Amid fears that a lack of money will prevent an accurate count, states are gearing up to identify the people the 2020 count is most likely to miss. Residents of isolated rural areas, immigrants and people who just don’t trust the government are among those who tend to be undercounted in the decennial census. The apportionment of U.S. House seats and nearly $590 billion in annual federal funding depend on the count, so state and local officials have a keen interest in making sure their residents don’t fall through the cracks.
The current task for state and local officials is to verify the Census Bureau’s residential address list: Starting in February, the bureau will turn over address lists to states and local governments for double-checking that must be finished within 120 days.
Federal census takers, paid with federal money, are the only authorized counters, so states and localities will have a limited role once the actual counting begins in 2020. However, for the first time, people will be able to fill out census forms online, and state and local officials can help boost response rates by providing internet access, at libraries and other sites, to people who don’t have it at home.
While Census officials have requested a record $15.6 billion to conduct the count, they hope that the shift to online responses and new strategies such as using aerial photography to inspect new housing developments will save money. But the changes are untested.
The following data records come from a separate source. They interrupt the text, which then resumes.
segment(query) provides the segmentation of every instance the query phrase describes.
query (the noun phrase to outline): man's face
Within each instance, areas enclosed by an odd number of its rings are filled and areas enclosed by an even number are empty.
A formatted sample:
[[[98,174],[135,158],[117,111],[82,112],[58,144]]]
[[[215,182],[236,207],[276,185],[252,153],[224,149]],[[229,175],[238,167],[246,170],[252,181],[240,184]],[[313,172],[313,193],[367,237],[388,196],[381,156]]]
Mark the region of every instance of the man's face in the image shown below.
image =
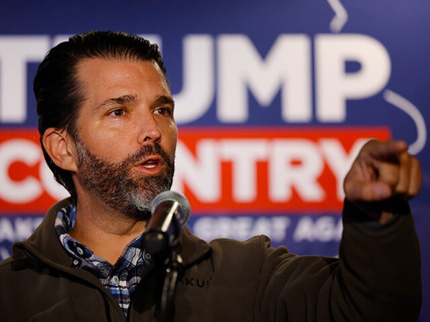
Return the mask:
[[[174,171],[177,130],[165,79],[153,62],[92,58],[77,70],[85,98],[76,142],[78,199],[85,194],[147,219]]]

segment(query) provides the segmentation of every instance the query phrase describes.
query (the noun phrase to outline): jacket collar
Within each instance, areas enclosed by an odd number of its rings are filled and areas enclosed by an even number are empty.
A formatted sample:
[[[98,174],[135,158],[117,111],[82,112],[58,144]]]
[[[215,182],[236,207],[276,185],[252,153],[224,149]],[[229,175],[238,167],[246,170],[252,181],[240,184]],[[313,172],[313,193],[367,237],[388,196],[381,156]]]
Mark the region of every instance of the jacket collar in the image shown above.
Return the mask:
[[[71,268],[71,260],[67,255],[54,228],[57,212],[68,206],[69,198],[54,204],[48,211],[43,221],[33,234],[25,242],[17,243],[13,246],[13,257],[23,258],[22,252],[17,249],[24,248],[33,256],[51,265],[59,268]],[[183,264],[190,266],[205,258],[211,252],[211,247],[206,242],[194,235],[186,226],[179,238],[181,245]]]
“This will be the first high-tech census,” said Terri Ann Lowenthal, former staff director of the U.S. House panel that oversees the census. “Nobody’s arguing with the need to automate in this day and age. There will be new economies of scale but there will be new risks as well.”
Robert Rhatigan, associate director of Geospatial and Population Studies at the University of New Mexico, said the financial uncertainty means states will have to pick up some of the slack. Republican Gov. Susana Martinez tapped Rhatigan to lead the address checks in New Mexico.
“What we’re realizing now with these new funding concerns is that we need to do more,” he said. “We can’t depend on the federal government to do everything it did in the past.”
Other states are also allocating money to support the double-checking of census records, including Massachusetts and Minnesota, which have each set aside $190,000, and Michigan has devoted two full-time jobs to its effort.
In New York, where state lawmakers have not allocated any money for address checks, Cornell University’s Program on Applied Demographics has set up a computer system called NYBBLES to enable local officials to compare census address lists to a variety of state data and imagery.
Pew Research Center contributed to this report.